Scientists investigate use of cognitive computing-based visual analytics for skin cancer image analysis
IBM announced today a collaboration with Memorial Sloan Kettering to research the application of cognitive computing to analyze dermatological images of skin lesions with the goal of assisting clinicians in the identification of various cancerous disease states. The technology, which learns by identifying specific patterns in medical images, has the potential to increase the number of cases detected and help clinicians make earlier diagnoses.
Despite efforts to address risk factors, skin cancer is still the most commonly diagnosed cancer in the United States with nearly 5 million people treated for the disease every year, at an estimated cost of $8.1 billion. Melanoma, the most deadly form of skin cancer, causes nearly 9,000 deaths each year.
The automated analysis of skin imaging is one area of research that is currently being investigated by IBM Research, in conjunction with a larger international effort being led by Memorial Sloan Kettering.
Dr. Allan Halpern, Chief of Dermatology Service at Memorial Sloan Kettering, said "Skin cancer is a major public health problem. Treatment options exist, with the best outcomes attained through early detection. However, accurately distinguishing the earliest cancers from concerning benign lesions can be very challenging even for dermatologists, so having the aid of analytics that can recognize medical images and detect small variations over time could vastly improve patient prognoses."
Currently, diagnostic accuracy varies widely across clinicians, institutions, and the availability of expertise. Even when the appropriate expertise is available, diagnostic accuracy is estimated between 75-84%. Critical evidence in these images is often subtle, requiring experience and careful measurement to recognize. Using cognitive visual capabilities being developed at IBM, computers can be trained to identify specific patterns in images by gaining experience and knowledge through analysis of large collections of educational research data, and performing finely detailed measurements that would otherwise be too large and laborious for a doctor to perform. Such examples of finely detailed measurements include the objective quantification of visual features, such as color distributions, texture patterns, shape, and edge information. Algorithms could also measure temporal morphological progression of lesions (such as aggressive growth over a short span of time), or deviations from what is considered normal for a single patient or sub-population. Combinations of these types of analyses could identify for the clinicians, nuanced patterns in dermatological images that may signify disease.
Preliminary experiments have been performed using a controlled research dataset of dermoscopy images (a specialized imaging technique used by dermatologists) containing over 3,000 cases of melanoma, atypical lesions, and benign lesions. In this dataset, the technology developed by IBM recognized diseased states with a performance of 97% sensitivity, and 95% specificity.

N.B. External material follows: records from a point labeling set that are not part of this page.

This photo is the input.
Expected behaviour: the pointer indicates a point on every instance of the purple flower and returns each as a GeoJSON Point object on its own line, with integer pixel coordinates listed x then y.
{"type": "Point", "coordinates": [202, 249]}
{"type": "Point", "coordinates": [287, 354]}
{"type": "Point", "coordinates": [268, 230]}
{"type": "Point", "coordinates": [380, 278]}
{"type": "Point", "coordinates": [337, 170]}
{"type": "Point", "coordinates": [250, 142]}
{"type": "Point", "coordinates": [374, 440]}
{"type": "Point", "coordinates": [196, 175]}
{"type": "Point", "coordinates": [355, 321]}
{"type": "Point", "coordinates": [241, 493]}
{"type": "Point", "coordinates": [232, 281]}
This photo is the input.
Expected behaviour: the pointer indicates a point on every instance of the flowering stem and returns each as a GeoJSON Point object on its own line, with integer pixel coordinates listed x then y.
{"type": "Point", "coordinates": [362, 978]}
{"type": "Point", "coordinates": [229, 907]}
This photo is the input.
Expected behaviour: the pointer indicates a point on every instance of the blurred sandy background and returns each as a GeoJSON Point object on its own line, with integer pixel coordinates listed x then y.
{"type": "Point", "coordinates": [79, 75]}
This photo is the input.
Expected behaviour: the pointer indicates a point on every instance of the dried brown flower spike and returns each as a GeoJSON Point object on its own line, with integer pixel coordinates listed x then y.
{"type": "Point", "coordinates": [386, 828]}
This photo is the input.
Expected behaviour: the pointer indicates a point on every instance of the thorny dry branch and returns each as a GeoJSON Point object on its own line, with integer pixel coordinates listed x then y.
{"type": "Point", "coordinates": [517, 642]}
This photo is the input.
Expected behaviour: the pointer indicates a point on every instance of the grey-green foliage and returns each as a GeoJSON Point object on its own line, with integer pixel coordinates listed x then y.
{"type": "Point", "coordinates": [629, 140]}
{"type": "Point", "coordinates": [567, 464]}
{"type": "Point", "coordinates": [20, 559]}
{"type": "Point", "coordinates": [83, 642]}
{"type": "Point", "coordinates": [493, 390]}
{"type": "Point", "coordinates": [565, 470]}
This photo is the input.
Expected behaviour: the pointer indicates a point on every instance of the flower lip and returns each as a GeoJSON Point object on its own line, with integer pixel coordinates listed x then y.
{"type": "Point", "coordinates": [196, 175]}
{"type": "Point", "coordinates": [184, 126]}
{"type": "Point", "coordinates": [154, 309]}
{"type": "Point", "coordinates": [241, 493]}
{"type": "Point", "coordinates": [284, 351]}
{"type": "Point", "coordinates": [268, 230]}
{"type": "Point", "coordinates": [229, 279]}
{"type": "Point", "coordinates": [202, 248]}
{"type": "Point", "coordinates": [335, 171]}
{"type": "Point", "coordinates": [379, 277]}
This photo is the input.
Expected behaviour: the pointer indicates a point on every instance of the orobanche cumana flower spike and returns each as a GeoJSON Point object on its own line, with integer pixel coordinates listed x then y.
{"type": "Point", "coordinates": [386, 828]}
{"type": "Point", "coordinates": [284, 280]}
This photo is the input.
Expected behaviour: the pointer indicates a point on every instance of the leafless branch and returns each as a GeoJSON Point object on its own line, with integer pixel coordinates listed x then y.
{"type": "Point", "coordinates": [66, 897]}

"Given the incredibly high incidence and mortality rate of skin cancer, there's a real opportunity to have a clear and significant impact on the health and longevity of individuals on a global scale. At IBM, we are uniquely equipped to help tackle this problem with our expertise in cognitive computing, including machine learning and visual analytics," said Dr. Noel Codella, IBM Research Staff Member, and IBM Technical Coordinator for the collaboration.